The week I was working on that, I swear, I told at least a half dozen people what I was doing, and not one of them had heard of Ricky Jay. Just now, I had to tell Deb who he was, though I swear I must have told her then, too. And I think only one person even recognized David Mamet's name! I mean, c'mon, people! David Mamet?!? I feel like I should just be able to say, "What the fuck?!", and that would be a kinda weak inside joke about the coarse speech patterns of the Western Male, as commonly represented in Mamet scripts. But really: there's no excuse. You should just know this shit. Here, check his wiki. Jesus. Now, Jay, okay, I grant you, he's been a little under the radar for lo these many. You should just read the Errol Morris article, but here, you can check his wiki, too.

08 August 2009


I've been puttering around on the couch this morning, as is my way, using the interwebs in the fashion for which they are seemingly best suited: to reveal, in an ever-lengthening row of tabs, ever more info about whatever caught my passing interest in a previous tab. Thusly, have I increased my vocabulary to include menefreghismo, and its variants. I thought, for a while, maybe I wanted to read Nick Tosches' book, Dino, about Dean Martin. Then, as I was trying to find some online version of a Tosches magazine article I remember fondly (and, I swear, only just now, typing this sentence, long past having scoured New Yorker, Harper's, and McSweeney's archives in vain for a hint, does it dawn on me that it was in Vanity Fair, here, and I recommend it: a stellar description of the fullest use of one's skills and resources to feed a seemingly pointless obsession, as the seasons pass, concluding that "nobody with a decent map needs rainbows"...whatever that means), I somehow stumbled upon mention of a Jack Pendarvis, described as a "Southern Gothic David Sedaris". I thought of my friend, Huw, whom I've mentioned before in his capacity as priestly aspirant, and who, being Southern, and prolificly blogulous, has much to write and link to, of the South and of his experiences carrying it north in his heart. We've been chatting recently (and through him, and his Canadian proximity, I've begun watching some of Little Mosque on the Prairie), and I wonder if he'd be interested in Pendarvis. Then, I thought, I should just see if it's any good myself, before I go recommending it. The Mysterious Secret of the Valuable Treasure seems like a good place to start, being as it's a short story collection, and my ability to read actual book-length books has largely atrophied (help me find a less oxymoronic adjective for atrophied, please), despite some recent success with Reason, Faith, and Revolution (approaching halfway!).

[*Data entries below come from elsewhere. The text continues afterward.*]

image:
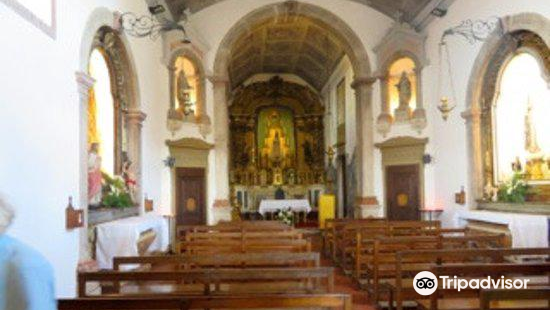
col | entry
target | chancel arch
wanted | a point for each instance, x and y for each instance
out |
(496, 96)
(277, 141)
(243, 53)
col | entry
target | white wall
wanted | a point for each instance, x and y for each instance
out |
(448, 139)
(39, 121)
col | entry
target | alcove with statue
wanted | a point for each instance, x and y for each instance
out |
(277, 147)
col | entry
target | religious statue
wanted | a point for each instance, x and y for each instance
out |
(405, 92)
(94, 176)
(183, 93)
(534, 166)
(276, 151)
(129, 179)
(516, 165)
(531, 143)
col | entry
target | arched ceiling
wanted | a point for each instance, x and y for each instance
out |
(286, 44)
(403, 10)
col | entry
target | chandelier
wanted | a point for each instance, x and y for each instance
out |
(151, 26)
(473, 32)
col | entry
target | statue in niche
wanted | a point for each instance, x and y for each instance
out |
(534, 166)
(276, 150)
(94, 176)
(531, 143)
(308, 153)
(129, 179)
(405, 91)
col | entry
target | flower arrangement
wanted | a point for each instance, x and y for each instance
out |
(115, 192)
(286, 216)
(514, 190)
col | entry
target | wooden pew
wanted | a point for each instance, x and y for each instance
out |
(279, 301)
(334, 233)
(183, 230)
(213, 281)
(224, 260)
(355, 235)
(243, 246)
(452, 299)
(409, 263)
(377, 263)
(491, 296)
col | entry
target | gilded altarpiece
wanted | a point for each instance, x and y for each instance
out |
(277, 141)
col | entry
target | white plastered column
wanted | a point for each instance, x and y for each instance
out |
(84, 83)
(221, 208)
(366, 203)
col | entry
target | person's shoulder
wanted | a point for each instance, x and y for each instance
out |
(25, 256)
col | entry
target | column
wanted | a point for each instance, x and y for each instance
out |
(475, 154)
(385, 119)
(221, 209)
(134, 121)
(84, 83)
(366, 203)
(419, 120)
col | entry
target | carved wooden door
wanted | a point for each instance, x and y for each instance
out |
(403, 192)
(190, 196)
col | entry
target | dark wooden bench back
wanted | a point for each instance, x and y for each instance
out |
(278, 301)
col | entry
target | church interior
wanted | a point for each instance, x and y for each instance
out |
(274, 154)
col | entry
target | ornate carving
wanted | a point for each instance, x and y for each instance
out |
(510, 43)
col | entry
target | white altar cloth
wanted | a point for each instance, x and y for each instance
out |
(119, 238)
(528, 231)
(271, 205)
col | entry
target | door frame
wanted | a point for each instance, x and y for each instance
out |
(420, 187)
(401, 151)
(191, 172)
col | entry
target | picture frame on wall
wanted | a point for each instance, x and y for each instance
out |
(41, 14)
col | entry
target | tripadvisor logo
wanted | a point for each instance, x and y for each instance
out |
(425, 283)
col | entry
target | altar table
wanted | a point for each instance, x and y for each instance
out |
(120, 238)
(272, 205)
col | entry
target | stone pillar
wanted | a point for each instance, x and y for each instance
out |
(475, 154)
(221, 208)
(134, 121)
(366, 203)
(84, 83)
(419, 120)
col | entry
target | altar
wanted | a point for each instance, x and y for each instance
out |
(121, 237)
(272, 205)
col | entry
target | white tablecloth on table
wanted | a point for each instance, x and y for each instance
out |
(271, 205)
(528, 231)
(119, 238)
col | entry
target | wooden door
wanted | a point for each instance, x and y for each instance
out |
(190, 196)
(403, 192)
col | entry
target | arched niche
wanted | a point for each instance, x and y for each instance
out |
(100, 34)
(197, 81)
(401, 46)
(526, 32)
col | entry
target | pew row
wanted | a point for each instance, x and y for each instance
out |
(492, 299)
(223, 260)
(210, 281)
(469, 299)
(279, 301)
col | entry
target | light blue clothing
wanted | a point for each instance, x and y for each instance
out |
(26, 278)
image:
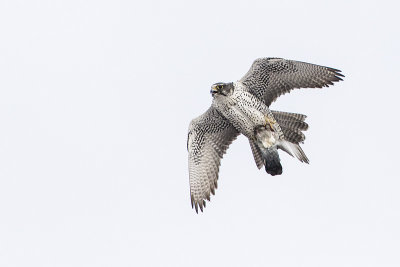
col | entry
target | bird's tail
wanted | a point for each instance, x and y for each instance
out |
(292, 125)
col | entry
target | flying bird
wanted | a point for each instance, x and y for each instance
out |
(242, 107)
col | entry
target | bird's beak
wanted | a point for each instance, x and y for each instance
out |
(214, 89)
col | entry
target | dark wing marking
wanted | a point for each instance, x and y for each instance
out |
(209, 137)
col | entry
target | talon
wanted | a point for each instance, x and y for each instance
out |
(270, 122)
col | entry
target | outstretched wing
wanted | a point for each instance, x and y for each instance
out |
(209, 137)
(269, 78)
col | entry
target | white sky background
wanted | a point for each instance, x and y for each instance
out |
(95, 101)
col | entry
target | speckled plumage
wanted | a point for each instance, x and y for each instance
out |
(243, 107)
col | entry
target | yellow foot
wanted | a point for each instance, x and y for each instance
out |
(271, 122)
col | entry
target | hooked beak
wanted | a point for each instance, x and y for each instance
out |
(214, 89)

I just learned a new word. Mark Dery, writing about Hannibal Lecter, quotes Nick Tosches describing Dean Martin as a menefreghista, one who embodies menefreghismo, who is, as such, a master of the fine art of not giving a fuck.

I'm old enough now to know that menefreghista is not a mantle to which I can aspire. It has to be a skill cultivated from an early age. There might be a lot of nature in with that nurture, too. I think the later in life one begins trying to manifest their menefreghismo, the more bitter a taste it leaves in the mouths of all those around. I s'pose I could try reading that Dino book, to see how Mr. Martinez' well-cultured menefreghismatic ways impacted his near and dear...

Anyway, it's only every so often, for better or worse, that I get a little taste of the menefreghista life, unspoilt by guilt or shame. I just wanted to post this so I could use it as a footnote link from the menefreghismo passage in my birthday post. Carefree livin', FTW! (so to speak).